The Watercolor Workshop Composition Still Life — 12 Comments

  1. HOW DO YOU DO THAT??? If I try to use so many wet colours I end up with mud!
    Guess I just keep trying til I get the magic!
    Again, great teaching Matt
    Barbara

    • Hi Barbara :

      I’m Dale…another student. I’m sure your painting looks better than you think…One thing you can try is…I make a little ” frame ” out of printer paper with a small window. I use this to block out the painting and just see a small portion at a time… like an inch or 2 square…then I can see the detail of both the teachers and my own work… If you block out Matt’s painting in places…it looks like mud too ! I think perhaps just going back and making the painting a little simpler for yourself will help you see how the ” mud ” got into your work ! There were so many colours being used…and they were colours that can easily become muddy…it seems to me that it was an easy mistake ! Maybe just practice this exercise over again with less paint…and I’ll bet it turns out much more to your liking ! After a little more practice…you can add the other colours in ! I hope this helps { and is allowed }…I got very confused with this painting as well ! ! ! Good luck ! Take care….Dale

  2. Thank you so much for your course I find your way of teaching really good.
    My question is can you use Atelier Interactive paints as watercolour in this way? I would love to try the watercolour techniques but did not want to buy more paint in case I don’t like it. Also I have a pad of 100lb water colour paper which I haven’t used yet will it work ok with this?

    Many thanks Toni

    • Hi Toni,

      Unfortunately, I don’t have any experience with the Atelier paints so I can’t offer a suggestion there, but I would suggest using a heavy watercolor paper. 100 lb. paper will likely buckle. I would stick with at least 140 lb. to avoid much buckling.

  3. Hi Matt,

    Great video – I learned a lot.

    Once you wet your brush and select the colors for the inside of the palette, do you ever add more
    clear water to the brush? In the video you don’t mention this and I am a bit curious. The brush
    seems to get “clean” on occasion but I am not sure how?

    Thanks,

    Rocky

  4. I am wondering if a person could sketch out their still life with watercolour pencil versus using graphite. In my mind, this would eliminate the graphite lines. What is your opinion on this?

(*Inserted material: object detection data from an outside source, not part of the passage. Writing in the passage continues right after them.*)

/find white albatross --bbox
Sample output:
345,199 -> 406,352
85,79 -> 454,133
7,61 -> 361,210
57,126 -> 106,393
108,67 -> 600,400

  5. I just finished module 6 and pears look like a 4 year old did this. I’m hoping that in module 7 it’s going to look better with practice. I’m hoping it will become much better over time. Also do you clean your brush after each application of paint?

  6. My first attempt at water color. Lesson 5 beginning of the pears. I must say my pears do not look like your examples. I have mud looking / rotten pears. On to the next lesson in hopes these can be made to appear better.